Lasing condition for trapped modes in subwavelength--wired PT--symmetric resonators

TL;DR

This paper investigates the lasing conditions of trapped modes in a subwavelength PT-symmetric dielectric nano-dimer with graphene, revealing how gain-loss tuning induces mode transformation and high-Q lasing states.

Contribution

It introduces a theoretical model showing how gain-loss parameters control trapped modes and enable lasing in a PT-symmetric nano-resonator with graphene, including an approximate analytical method.

Findings

Existence of non-radiating trapped modes that become radiating with increased gain-loss.

Lasing conditions achieved at specific gain-loss values, leading to ultra high quality factors.

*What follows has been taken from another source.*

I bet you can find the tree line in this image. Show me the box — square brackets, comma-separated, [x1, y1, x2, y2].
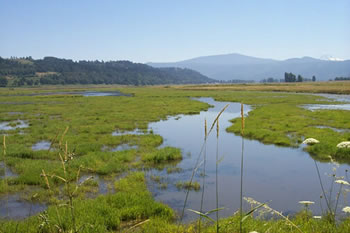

Variation in phase difference between dipoles, not their magnitude, drives mode transformation.

Abstract

The ability to control the laser modes within a subwavelength resonator is of key relevance in modern optoelectronics. This work deals with the theoretical research on optical properties of a PT--symmetric nano--scaled dimer formed by two dielectric wires, one is with loss and the other with gain, wrapped with graphene sheets. We show the existence of two non--radiating trapped modes which transform into radiating modes by increasing the gain--loss parameter. Moreover, these modes reach the lasing condition for suitable values of this parameter, a fact that makes these modes to achieve an ultra high quality factor that is manifested on the response of the structure when it is excited by a plane wave. Unlike other mechanism that transform trapped modes into radiating modes, we show that the variation of gain--loss parameter in the balanced loss--gain structure here studied leads to a variation in the phase difference between induced dipole moments on each wires, without appreciable variation in the modulus of these dipole moments. We provide an approximated method that reproduces the main results provided by the rigorous calculation. Our theoretical findings reveal the possibility to develop unconventional optical devices and structures with enhanced functionality.